Massage is the most effective recovery technique for reducing post-workout soreness, outperforming all nine other modalities tested in a 99-study meta-analysis. It was nearly five times more effective than cold water immersion and reduced both perceived soreness and biological markers of muscle damage. Stretching, the most common recovery ritual, showed zero benefit.

— Dupuy et al. 2018 · Frontiers in Physiology · 99 studies, 10 modalities

Massage didn't just help. It was the single most effective recovery technique for reducing soreness, and it wasn't close. On a standardized scale where anything above 0.8 counts as a large effect, massage scored 2.26. The next closest modality, active recovery, scored 0.94. Cold water immersion, the tool that dominates recovery culture right now, scored 0.47.

That means massage was nearly five times more effective at reducing post-workout soreness than an ice bath.

The pecking order most people carry is essentially upside down. The tool treated as a luxury outperformed every tool treated as essential.

YOUR RECOVERY HIERARCHY

Ice baths at the top. Massage near the bottom.

WHAT 99 STUDIES FOUND

Massage at the top. By the widest margin of any technique tested.

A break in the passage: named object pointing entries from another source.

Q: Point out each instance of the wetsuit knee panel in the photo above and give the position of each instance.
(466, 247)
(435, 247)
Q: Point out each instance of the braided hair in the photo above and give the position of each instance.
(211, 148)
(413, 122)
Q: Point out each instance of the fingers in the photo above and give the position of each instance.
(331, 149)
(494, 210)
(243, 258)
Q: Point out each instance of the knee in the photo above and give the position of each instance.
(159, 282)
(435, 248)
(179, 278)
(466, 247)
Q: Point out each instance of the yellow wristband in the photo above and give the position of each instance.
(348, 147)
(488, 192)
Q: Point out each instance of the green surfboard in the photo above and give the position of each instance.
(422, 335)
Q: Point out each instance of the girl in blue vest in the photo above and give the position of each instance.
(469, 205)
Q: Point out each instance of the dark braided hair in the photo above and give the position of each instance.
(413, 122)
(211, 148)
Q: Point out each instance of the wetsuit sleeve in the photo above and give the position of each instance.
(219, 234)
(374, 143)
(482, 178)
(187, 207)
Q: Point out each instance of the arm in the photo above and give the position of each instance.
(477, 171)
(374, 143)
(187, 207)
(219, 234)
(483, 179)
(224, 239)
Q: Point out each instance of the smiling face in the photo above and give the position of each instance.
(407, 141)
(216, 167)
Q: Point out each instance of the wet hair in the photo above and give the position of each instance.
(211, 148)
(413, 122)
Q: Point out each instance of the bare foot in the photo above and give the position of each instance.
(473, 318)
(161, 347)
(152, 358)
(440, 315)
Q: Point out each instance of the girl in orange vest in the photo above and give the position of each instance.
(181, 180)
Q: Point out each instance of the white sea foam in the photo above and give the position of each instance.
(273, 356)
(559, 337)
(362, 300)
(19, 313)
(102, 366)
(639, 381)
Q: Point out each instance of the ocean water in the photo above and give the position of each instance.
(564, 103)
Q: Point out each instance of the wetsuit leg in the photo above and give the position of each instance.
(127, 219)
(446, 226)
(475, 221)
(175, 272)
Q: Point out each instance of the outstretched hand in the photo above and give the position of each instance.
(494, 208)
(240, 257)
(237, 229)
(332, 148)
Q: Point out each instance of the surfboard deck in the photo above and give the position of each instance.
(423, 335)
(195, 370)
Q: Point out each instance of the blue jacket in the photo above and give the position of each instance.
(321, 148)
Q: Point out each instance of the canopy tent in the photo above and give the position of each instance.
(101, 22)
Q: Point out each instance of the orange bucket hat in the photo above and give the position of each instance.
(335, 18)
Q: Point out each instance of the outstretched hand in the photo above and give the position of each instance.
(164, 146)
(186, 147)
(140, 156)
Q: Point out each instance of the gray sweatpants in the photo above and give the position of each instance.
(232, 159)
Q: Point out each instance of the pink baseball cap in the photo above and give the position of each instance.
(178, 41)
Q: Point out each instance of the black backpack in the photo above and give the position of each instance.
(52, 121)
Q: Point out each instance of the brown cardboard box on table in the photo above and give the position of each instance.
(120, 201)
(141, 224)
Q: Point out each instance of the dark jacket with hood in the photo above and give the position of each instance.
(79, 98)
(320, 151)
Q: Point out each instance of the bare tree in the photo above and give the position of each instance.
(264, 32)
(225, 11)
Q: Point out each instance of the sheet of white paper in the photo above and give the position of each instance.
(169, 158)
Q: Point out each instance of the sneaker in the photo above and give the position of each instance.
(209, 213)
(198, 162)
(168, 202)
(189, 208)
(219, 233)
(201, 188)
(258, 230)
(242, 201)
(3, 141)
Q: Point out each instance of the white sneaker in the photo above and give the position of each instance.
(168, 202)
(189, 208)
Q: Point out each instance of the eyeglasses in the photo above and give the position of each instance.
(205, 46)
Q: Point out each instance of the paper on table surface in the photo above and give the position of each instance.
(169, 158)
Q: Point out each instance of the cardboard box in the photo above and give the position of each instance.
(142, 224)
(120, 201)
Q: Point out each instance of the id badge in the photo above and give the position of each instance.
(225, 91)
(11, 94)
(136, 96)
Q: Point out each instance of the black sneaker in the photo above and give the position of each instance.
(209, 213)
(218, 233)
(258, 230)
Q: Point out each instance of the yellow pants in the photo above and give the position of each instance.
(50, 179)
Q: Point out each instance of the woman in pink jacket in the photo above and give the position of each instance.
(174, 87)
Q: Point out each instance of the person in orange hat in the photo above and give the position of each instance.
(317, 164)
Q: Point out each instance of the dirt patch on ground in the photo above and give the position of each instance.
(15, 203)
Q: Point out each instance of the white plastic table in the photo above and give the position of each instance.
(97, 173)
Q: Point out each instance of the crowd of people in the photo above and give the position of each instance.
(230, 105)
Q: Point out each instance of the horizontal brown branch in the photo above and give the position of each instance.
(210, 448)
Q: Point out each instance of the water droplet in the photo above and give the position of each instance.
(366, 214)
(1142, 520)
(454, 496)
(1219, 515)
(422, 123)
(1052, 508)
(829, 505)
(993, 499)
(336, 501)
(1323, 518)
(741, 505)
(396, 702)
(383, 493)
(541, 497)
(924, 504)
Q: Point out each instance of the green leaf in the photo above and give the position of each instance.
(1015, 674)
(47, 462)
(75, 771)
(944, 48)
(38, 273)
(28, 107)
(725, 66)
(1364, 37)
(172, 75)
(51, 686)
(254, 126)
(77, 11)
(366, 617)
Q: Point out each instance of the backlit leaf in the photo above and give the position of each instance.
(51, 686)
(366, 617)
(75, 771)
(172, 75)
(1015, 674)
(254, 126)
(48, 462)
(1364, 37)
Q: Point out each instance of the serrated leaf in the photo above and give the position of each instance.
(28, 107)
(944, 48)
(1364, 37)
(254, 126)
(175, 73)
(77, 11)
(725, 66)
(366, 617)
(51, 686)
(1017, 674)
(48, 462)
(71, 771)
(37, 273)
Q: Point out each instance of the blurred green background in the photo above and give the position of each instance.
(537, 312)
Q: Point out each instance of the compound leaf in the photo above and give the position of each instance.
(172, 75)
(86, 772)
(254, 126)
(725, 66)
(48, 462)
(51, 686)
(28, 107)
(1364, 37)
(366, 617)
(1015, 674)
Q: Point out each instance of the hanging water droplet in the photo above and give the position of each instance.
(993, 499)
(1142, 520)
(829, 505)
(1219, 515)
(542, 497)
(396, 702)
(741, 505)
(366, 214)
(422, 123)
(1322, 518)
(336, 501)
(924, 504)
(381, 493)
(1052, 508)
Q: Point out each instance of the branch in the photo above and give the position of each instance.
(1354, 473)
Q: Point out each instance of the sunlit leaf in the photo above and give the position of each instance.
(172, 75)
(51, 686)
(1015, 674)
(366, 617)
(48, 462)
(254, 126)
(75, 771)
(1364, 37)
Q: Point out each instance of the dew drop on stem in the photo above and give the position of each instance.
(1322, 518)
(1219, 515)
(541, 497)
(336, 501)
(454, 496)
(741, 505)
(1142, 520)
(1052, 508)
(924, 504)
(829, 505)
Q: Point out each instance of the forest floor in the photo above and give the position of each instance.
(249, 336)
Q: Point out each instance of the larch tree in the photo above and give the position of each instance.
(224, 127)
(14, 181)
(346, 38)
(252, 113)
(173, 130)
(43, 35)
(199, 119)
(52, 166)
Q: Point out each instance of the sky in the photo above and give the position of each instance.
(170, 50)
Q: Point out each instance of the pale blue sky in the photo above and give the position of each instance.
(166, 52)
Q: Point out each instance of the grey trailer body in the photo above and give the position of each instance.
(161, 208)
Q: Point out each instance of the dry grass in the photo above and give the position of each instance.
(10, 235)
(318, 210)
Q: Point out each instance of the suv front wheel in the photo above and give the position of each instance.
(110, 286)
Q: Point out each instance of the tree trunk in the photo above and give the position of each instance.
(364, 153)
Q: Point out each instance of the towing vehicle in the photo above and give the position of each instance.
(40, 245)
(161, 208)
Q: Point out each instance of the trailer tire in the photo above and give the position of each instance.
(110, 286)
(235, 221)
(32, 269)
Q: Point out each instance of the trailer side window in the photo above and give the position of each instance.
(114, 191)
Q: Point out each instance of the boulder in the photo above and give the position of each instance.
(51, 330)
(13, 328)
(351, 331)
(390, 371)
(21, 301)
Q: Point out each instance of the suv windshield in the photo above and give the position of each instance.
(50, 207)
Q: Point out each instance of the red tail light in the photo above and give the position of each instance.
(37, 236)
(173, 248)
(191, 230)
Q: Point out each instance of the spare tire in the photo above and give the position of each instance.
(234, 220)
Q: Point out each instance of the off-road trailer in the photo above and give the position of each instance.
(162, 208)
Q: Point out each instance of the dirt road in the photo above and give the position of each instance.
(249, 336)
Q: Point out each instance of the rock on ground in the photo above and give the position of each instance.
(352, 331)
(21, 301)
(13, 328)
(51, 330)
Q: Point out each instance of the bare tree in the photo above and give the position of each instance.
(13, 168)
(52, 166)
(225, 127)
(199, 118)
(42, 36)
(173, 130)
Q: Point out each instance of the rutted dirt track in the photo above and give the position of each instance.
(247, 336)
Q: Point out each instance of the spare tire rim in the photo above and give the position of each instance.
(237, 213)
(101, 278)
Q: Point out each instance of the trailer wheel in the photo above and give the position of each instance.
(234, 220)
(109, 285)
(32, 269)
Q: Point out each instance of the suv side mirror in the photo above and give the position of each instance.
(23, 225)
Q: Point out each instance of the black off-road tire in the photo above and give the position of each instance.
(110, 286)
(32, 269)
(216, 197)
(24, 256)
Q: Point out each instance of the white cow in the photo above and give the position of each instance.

What makes the gap harder to dismiss is where it showed up. Massage didn't only reduce perceived soreness. It also lowered the biological markers of muscle damage and inflammation in the blood, specifically creatine kinase and interleukin-6. The reduction wasn't subtle. It was the largest of any modality tested. So the dominance isn't a matter of feeling. The muscle is measurably less damaged after massage than after any other technique.

And then there's stretching.

The one recovery method nearly everyone does showed zero positive effect on soreness. Across the complete analysis, stretching produced no significant reduction in delayed-onset muscle soreness. Worse, when measured within six hours of exercise, it may have actually increased soreness. The ritual that most people consider non-negotiable had no measurable benefit for the exact problem they were using it for.

Three techniques failed entirely in this ranking: stretching, electrostimulation, and hyperbaric therapy. Six others produced meaningful reductions, ranging from moderate (contrast water therapy at 0.40) to large (active recovery at 0.94). But nothing came within striking distance of massage. Every tool the fitness world treats as serious was outranked by the one it treats as optional.

SORENESS RANKING
Massage2.26
Active recovery0.94
Compression garments0.92
Cryotherapy0.53
Cold water immersion0.47
Contrast water therapy0.40
no effect
Stretching Electrostimulation Hyperbaric therapy
Effectiveness for soreness · Dupuy et al. 2018

One caveat: the studies in this ranking used hands-on massage performed by trained practitioners. The massage gun sitting in your gym bag may not deliver the same pressure, duration, or technique. The evidence behind that comparison is a completely different question.

Still, the finding inverts a decade of recovery culture. The recovery tool most people skip is the one with the strongest evidence behind it. And the recovery ritual most people would never skip, the post-workout stretch, belongs in the group that failed.

That opens a question worth sitting with: if the tool you've been ignoring outperforms every tool you've been prioritizing, what else in your routine deserves a second look? The full ranking, with every modality and every effect size, is in the complete Dupuy 2018 analysis.

Frequently Asked Questions

Which recovery methods actually reduce muscle soreness?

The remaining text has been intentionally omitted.